Another day, another situation and I am driving my car. It is pleasant; I am mostly present. I have turned off the radio to allow my mind to expand into the quiet alone space. I have the illusion that I am ‘safe in my shiny metal box’. Someone at the roundabout does not signal and I narrowly avoid a crash. No chance to think, I just react. Anger! As I breath out quickly, I hit the horn aggressively; tension.

My reaction is so instantaneous and so unwanted. After feeling the fear, and my vulnerability, I feel helpless, become angry, go into thinking about the busy city, uncaring drivers…and on and on. After being angry whilst driving, I chide myself for this anger, this becoming of myself into an angry person, and create yet more pressure and stress, and so on.

It gets worse. I tell myself one of my stories. I decide that I am not a good person for being angry, totally ignoring what arose and the wider context from which I created this series of thoughts. In Buddhism, this is known as ‘papañca (pronounced papancha) – the tendency of the thoughts in the mind to proliferate in an uncontrollable and unbidden way,creating a stream of thoughts that we then think are real, because we thought them!

A story illustrates this nicely (thanks to Leigh Brasington):

A woman wants some potatoes for the meal she is cooking, so she sends her husband to the marketplace to buy potatoes. As he walks out the door, she calls after him “be sure to get a good price.” So all the way to the marketplace, the man is thinking about potatoes and what he’ll have to pay. If he buys the very best potatoes, he knows he’ll have to pay more than if he buys lesser quality potatoes. On the other hand the lesser quality potatoes are just that – not so good. In fact he knows he’ll have to be very careful in buying other than top price potatoes because the seller might try to stick him with a bad potato, even a rotten potato. When he thinks of someone cheating him by giving him a rotten potato, he gets really mad. “Why do people have to be so greedy as to stick me with a rotten potato?” Just at this point he reaches the stall of the potato seller and screams at him “You can keep your rotten potatoes!” and walks off.

So, left unexamined, the mind will run off into the strangest places!

Luckily, there is scope to examine this process of the birth of suffering. The model in Buddhism is the Twelve Links of Dependent Origination. The diagram below  is a super illustration of what is in fact a universal and impersonal process.

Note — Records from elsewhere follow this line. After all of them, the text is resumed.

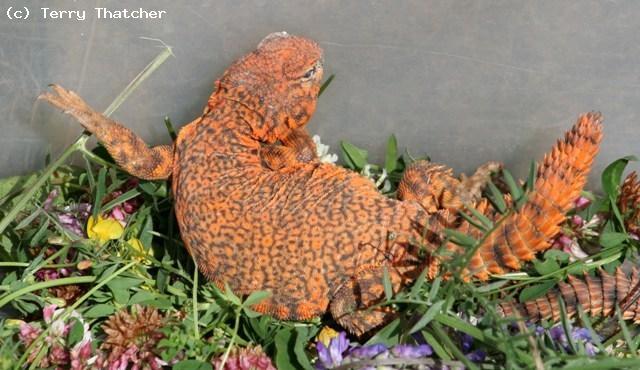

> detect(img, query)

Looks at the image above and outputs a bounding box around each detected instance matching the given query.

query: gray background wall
[0,0,640,188]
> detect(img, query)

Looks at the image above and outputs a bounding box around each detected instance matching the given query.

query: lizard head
[216,32,323,143]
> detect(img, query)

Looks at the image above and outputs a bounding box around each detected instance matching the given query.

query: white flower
[312,135,338,163]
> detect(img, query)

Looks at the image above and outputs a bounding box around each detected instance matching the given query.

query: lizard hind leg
[398,161,502,213]
[329,266,403,336]
[38,85,173,180]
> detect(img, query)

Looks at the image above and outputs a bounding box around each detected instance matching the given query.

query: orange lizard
[41,33,601,335]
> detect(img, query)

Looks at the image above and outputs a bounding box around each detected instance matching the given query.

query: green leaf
[340,141,368,170]
[487,181,507,213]
[293,326,313,370]
[224,283,242,306]
[107,276,143,290]
[600,232,629,248]
[384,135,398,173]
[444,229,478,248]
[465,206,493,230]
[519,281,556,303]
[84,303,116,319]
[365,319,402,347]
[422,330,451,361]
[382,266,393,301]
[458,212,489,232]
[409,267,429,298]
[602,156,638,203]
[164,116,178,141]
[29,218,49,247]
[526,161,537,191]
[242,290,271,307]
[128,290,156,305]
[102,189,140,212]
[92,167,107,220]
[67,318,84,347]
[409,299,445,334]
[173,360,212,370]
[502,168,524,201]
[427,278,442,302]
[533,258,560,275]
[274,328,300,370]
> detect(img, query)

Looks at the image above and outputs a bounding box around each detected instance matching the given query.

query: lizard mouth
[258,31,291,49]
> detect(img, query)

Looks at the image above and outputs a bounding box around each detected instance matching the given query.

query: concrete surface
[0,0,640,186]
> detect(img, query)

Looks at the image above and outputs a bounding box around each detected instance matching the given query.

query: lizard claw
[38,84,94,129]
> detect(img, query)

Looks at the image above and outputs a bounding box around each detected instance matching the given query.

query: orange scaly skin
[37,33,600,335]
[500,267,640,324]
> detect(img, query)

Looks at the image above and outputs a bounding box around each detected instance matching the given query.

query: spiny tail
[469,113,602,280]
[500,267,640,324]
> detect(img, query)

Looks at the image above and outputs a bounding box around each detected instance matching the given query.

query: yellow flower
[316,326,338,347]
[87,216,124,244]
[127,238,153,265]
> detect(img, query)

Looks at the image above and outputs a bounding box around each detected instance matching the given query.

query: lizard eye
[302,65,317,80]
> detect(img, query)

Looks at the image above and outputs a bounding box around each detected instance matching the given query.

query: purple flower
[349,344,387,358]
[571,328,591,341]
[549,325,597,356]
[316,332,349,369]
[58,213,84,236]
[556,234,573,248]
[391,344,433,358]
[460,333,473,353]
[584,342,598,357]
[42,189,58,211]
[549,325,567,342]
[467,349,487,362]
[571,215,584,227]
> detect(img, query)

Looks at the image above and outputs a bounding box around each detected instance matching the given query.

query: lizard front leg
[260,128,318,171]
[38,85,173,180]
[329,265,403,336]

Back to my examples and referring now to this model: I cannot help the unpleasant feelings arising on contact with the situation (touching, the whoosh of air of the bus close to me, seeing the car driving dangerously). If I have been born with six senses (including the mind), it is their function to sense. I can, however, interrupt the tension that arises as a result of the initial feeling. In the diagram, this tension is the ‘craving’ (in this case, the craving for the feeling NOT to be there.) If I relax at this point, and release the tension, if possible, then I stand a chance of moving on with the present moment.

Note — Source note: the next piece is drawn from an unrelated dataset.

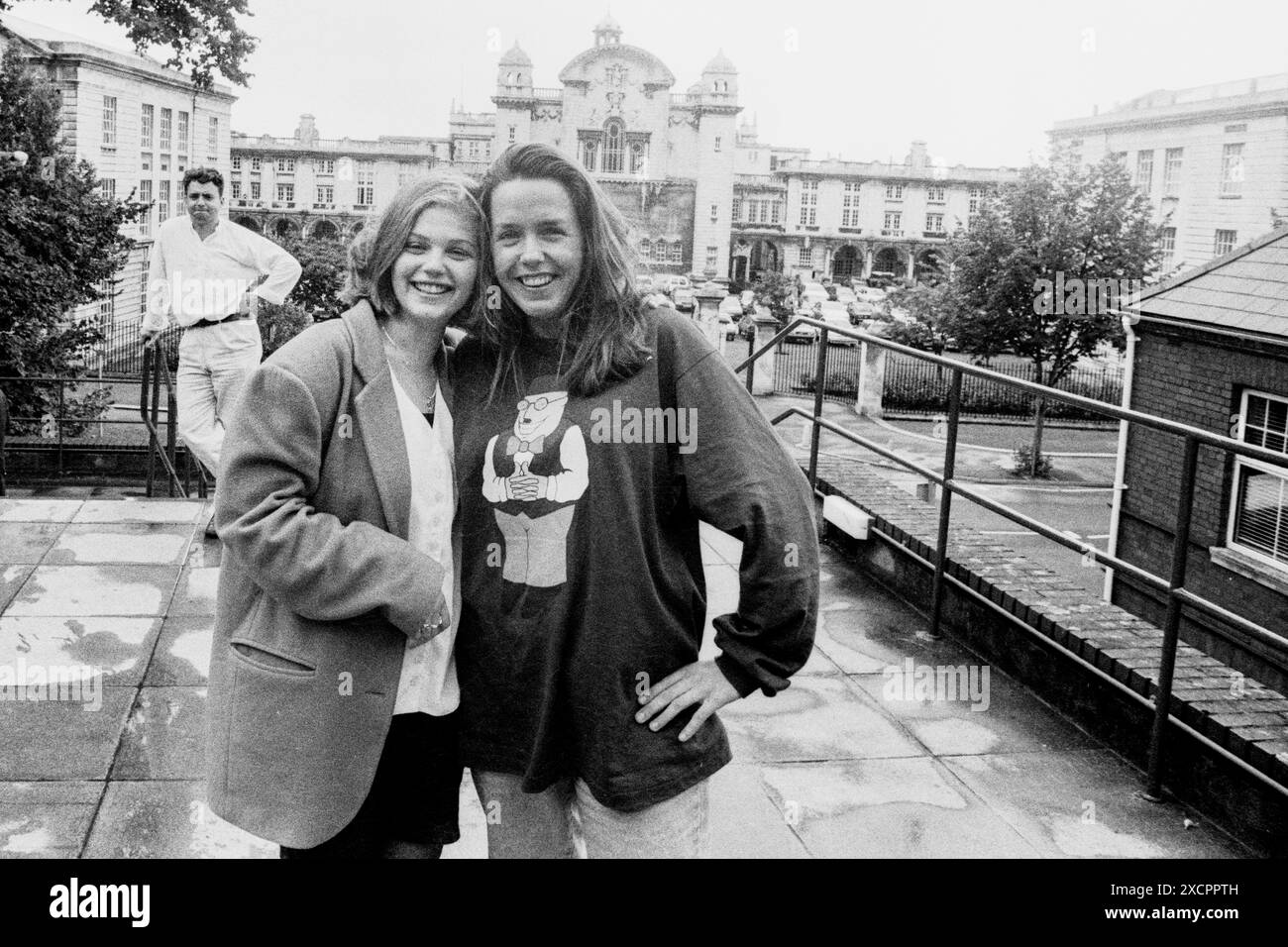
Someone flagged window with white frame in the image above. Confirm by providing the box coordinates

Another way of interrupting papañca is by using humour and lightness. If anger arises and I laugh, then the anger dissipates, ‘ah! I’ve been caught again!’ Frankly, after this initial feeling – the stories, the justifications, all that papañca is a waste of my time and energy. It takes me away from myself and creates further stories, entrenches further unhelpful habits. The Buddha recognised that the mind’s tendency towards papañca is unavoidable and instead of fighting the inevitable, he teaches us to ride and tame this tiger mind.

This may seem rather technical but I would urge you to experiment with it and model it to your children. There are so many conditions that feed into our everyday experience and it is important to give ourselves a break and realise that the vast majority of them are not in our control. It is in the act of letting go and relaxing, especially around our friends, family and children that we realise the impersonal nature of what is happening to us. Ironically we are all different and also the same. How important it is to do one thing at a time and give ourselves space; our essential goodness is something we all want to pass on.